Host: So bad news out there even the valuations as we note are very low,
BHP Billiton, world’s biggest mining group trading at 4.3. We’ve got at the moment
Singapore, Hong Kong and Australia all trading at a…of 9 or 9 and a half or so.
Quite a lot higher for instance the NASDAQ still up at 15 but then there’s some
growth stocks in there…I mean what would you do as an investor right now? Do you
take advantage of these bargains if you got the cash or do you wait for the more
bad news to come out?
Todd G. Everts: Well we certainly could see a support level somewhere at
the Dow of about 7500 and certainly over the next couple of weeks there’s going
to be a continued tremendous amount of volatility because not knowing the true direction
of the US policy based on the election because we’re so close. But based on these
valuations, absolutely if you have long term horizon these are fantastic buying
opportunities.
Host: When you say long term horizon, I mean, it could be years before you
get your money back.
Todd G. Everts: It could be years but we could be sitting. Especially if
you’re investing in emerging markets – the markets you talked about not the US.
In certain emerging markets they don’t have a one to one trading relationship with
the US. These are the markets that can certainly provide an investor a good return.
The other thing that we’re seeing happening, we call on financial institutions around
the world and what we’re seeing is a pull back of money from other markets to their
home market. If you’re an insurance company in Korea, if you’re a super annuation
fund in Australia, if you’re a family office in Dubai, you have to report based
on your own currency in your own market. So it’s much easier for them to pull money
back into their own markets because that’s where their liabilities are.
Host: And this is what is partly behind the rise in the dollar over the last
couple of weeks.
Todd G. Everts: Definitely.
Host: Is that what you do like most here in the emerging markets or would
you say don’t take too much risk, go for a broad based fund EMS tracking the MSCI
emerging markets index?
Todd G. Everts: The easiest way is to take a broad based approach to it because
especially in Asia I think we’re going to see things rise and fall in similarity.
What scares me is to see the failure of life insurance in Japan. From what I read
they almost had a 30% exposure to alternative investments and so they’ll use those
valuations and now they’re suddenly declaring bankruptcy and I think we could see
more of that in Japan.
Host: I mean, Japan is an issue and bubbles come and bubbles go and people
get used to the fact that stock markets hit near highs but Japan is proving that’s
not the case. Here we have the Nikkei trading at around about 8,000…that’s 1/5 of
its high two decades ago. Does Japan concern you in particular right now?
Todd G. Everts: Well this goes back to the case of the Japanese institutions
which do have a lot of cash and could go in and start buying into the US. They were
burned when they did that in the early 80s when the US came out of the recession
before. So a lot of that money, I would hope, could trickle into the US and they
could go on some bargain based on buying and help prop up confidence and help to
increase the markets.
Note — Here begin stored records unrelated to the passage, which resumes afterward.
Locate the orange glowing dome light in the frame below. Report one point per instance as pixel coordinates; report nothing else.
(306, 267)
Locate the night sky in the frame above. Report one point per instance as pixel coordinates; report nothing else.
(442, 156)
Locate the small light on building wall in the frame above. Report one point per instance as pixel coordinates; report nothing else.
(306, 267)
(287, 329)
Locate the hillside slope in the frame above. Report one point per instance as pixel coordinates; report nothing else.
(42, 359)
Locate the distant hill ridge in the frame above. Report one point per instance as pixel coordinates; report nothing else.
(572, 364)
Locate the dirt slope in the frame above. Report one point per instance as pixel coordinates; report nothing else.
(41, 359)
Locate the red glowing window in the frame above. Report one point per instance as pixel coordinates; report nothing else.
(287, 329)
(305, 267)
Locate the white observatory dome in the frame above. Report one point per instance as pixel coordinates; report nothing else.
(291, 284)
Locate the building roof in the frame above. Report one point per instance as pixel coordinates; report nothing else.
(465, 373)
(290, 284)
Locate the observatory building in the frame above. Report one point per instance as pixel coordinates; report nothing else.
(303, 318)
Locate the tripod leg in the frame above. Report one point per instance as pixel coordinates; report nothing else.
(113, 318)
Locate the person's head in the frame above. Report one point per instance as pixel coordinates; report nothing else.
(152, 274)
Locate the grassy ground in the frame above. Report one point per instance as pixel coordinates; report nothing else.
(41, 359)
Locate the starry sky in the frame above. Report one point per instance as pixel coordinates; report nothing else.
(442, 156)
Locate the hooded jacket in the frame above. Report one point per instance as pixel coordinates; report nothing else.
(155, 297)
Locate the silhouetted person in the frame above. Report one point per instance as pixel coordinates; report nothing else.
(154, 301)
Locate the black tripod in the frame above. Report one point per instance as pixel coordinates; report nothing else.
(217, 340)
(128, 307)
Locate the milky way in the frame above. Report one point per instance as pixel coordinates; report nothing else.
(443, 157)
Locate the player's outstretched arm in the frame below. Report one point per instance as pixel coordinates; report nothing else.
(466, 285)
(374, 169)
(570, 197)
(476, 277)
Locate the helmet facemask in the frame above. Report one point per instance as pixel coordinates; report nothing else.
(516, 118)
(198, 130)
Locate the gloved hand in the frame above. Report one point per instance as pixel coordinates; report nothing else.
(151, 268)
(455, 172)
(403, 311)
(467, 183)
But more likely, that money’s going to stay in Japan because
they have their own issues in Japan and they are reporting in Japan.
Host: What about commodity market? Would you advocate any exposure to that?
Prices have come down so far with the exception, of course, of gold.
Todd G. Everts: Yeah, yeah. Well, in the commodity market agriculture I think
is going to perform well because if we do go into a global world recession, we’re
going to go back to the defense of stocks, the same stocks of tobacco and alcohol,
and obviously agriculture because people need to eat.
Host: Worth noting. Actually, 7 of 9 holdings in Japan just reported improved
earnings on sales of cigarettes. People are still going out and puffing away. Thank
you very much Todd Everts of Wall Street Global.